FMI, DSK, USA, YEN : Cherchez l’erreur… (E&S n°171)

 

Humeur :

FMI, France, Grèce : la vie après DSK…

Depuis bientôt une semaine, on ne parle quasiment que d’un seul et même sujet, qui occupe au moins la moitié des journaux télévisés, monopolise une bonne partie des sites Internet d’information et dope le tirage des quotidiens nationaux. S’agit-il de la crise grecque ? De la guerre en Libye ? Des émeutes en Syrie ou au Yémen ? Des éventuelles représailles à la suite de la mort de Ben Laden ? Pas du tout. Comme par enchantement, tous ces sujets qui faisaient craindre le pire il y a encore quelques jours ont presque disparu du paysage médiatique.
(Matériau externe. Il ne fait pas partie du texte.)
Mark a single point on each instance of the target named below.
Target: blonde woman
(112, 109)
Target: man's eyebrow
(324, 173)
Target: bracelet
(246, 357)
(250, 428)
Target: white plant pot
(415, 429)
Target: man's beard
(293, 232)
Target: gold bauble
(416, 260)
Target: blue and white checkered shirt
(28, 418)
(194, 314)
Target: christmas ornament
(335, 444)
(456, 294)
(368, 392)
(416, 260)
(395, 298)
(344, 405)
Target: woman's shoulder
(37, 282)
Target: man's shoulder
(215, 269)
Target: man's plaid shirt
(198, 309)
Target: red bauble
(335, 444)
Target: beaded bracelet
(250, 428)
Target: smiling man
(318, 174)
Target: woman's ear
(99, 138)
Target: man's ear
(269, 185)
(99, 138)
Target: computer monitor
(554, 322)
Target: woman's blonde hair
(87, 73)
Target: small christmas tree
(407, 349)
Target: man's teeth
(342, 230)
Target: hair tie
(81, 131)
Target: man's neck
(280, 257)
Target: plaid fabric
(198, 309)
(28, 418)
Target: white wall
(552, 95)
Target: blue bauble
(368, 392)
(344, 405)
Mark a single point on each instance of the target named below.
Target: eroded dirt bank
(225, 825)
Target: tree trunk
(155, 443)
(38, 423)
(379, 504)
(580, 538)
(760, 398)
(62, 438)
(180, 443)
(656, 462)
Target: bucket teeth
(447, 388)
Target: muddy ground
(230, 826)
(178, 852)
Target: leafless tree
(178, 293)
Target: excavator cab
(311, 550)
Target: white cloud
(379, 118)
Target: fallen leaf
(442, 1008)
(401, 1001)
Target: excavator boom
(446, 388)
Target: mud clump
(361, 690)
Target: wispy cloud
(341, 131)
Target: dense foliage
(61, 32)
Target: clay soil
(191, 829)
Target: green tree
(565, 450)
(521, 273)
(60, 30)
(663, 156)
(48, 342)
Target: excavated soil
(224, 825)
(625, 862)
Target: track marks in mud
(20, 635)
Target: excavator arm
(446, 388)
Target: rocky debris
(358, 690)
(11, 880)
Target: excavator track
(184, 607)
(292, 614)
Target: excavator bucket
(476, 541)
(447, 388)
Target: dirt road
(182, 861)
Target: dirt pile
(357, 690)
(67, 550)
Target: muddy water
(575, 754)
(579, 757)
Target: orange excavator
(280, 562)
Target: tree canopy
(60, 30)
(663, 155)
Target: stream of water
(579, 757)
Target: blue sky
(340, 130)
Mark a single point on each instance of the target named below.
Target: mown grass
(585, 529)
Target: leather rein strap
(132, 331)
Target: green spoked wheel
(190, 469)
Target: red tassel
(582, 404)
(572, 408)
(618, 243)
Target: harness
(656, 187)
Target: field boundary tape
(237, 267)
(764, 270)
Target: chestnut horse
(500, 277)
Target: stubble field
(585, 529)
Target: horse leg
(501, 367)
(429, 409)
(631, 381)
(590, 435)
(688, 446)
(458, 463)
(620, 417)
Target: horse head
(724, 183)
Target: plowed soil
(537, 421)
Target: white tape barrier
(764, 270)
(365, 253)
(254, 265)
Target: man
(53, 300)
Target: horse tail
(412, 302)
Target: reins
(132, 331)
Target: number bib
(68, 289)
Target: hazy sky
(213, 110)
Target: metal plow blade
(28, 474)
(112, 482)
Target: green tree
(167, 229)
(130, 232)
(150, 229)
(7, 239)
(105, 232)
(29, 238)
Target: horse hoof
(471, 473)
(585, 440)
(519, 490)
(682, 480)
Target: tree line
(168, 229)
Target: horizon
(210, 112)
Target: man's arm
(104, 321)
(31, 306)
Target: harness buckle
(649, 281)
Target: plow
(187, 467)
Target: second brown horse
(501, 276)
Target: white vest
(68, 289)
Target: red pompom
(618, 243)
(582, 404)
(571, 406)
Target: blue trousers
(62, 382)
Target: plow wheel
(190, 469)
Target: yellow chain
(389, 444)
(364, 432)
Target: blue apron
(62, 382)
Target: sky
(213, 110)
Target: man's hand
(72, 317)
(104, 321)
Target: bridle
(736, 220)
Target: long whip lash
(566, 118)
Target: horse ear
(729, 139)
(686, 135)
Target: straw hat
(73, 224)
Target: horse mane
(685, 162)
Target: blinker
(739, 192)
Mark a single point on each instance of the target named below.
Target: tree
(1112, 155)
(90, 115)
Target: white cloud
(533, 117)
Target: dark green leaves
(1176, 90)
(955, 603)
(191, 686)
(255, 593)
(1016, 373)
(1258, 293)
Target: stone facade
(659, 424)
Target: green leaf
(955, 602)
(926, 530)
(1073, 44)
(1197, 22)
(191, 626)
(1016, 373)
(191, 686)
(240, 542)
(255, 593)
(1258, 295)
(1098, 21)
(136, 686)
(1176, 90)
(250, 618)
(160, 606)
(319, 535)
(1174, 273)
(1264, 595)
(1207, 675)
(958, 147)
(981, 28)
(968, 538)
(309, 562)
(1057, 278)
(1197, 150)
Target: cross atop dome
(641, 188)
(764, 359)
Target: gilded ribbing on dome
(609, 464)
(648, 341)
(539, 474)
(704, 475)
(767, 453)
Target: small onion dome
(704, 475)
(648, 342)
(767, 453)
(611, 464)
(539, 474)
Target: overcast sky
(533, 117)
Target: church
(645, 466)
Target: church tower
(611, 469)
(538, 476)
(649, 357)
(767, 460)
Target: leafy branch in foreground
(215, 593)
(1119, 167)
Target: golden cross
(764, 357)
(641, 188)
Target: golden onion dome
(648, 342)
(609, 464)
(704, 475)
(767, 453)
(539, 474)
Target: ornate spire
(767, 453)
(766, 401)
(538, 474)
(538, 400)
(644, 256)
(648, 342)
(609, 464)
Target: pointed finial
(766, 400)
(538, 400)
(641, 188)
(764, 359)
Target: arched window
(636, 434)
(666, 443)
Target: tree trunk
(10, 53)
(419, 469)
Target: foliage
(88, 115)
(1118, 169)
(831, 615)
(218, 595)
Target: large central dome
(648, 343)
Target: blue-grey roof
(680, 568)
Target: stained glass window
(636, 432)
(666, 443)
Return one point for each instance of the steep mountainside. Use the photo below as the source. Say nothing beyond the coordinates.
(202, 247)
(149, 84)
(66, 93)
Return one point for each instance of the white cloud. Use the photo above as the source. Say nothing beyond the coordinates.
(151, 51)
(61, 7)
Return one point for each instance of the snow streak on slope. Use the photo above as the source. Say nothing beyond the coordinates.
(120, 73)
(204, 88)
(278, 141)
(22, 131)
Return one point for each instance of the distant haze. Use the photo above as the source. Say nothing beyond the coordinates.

Ce dernier est donc désormais focalisé sur une seule affaire : l’arrestation de Dominique Strauss Kahn. Bien entendu, compte tenu du poste occupé par celui-ci au moment des faits, en l’occurrence Directeur Général du Fonds Monétaire International, l’information est importante. Et ce d’autant qu’il était également pressenti comme candidat, voire comme vainqueur potentiel, des élections présidentielles françaises de 2012. De là à en faire la préoccupation principale des Français pendant au moins une semaine et certainement encore beaucoup plus, il y a peut-être une « légère » exagération.

Certes, les symboles sont forts. En quelques heures, celui qui était perçu comme l’un des « maîtres » du monde économique et financier se retrouve accusé, humilié et incarcéré dans une cellule de douze mètres carrés. A l’évidence, cela a de quoi calmer l’arrogance et le sentiment d’impunité qui prévalent souvent au sein des élites, notamment françaises. Bien que très difficiles à acquérir, l’humilité et le self control sont certainement les principales qualités que l’on attend d’un dirigeant, quel qu’il soit.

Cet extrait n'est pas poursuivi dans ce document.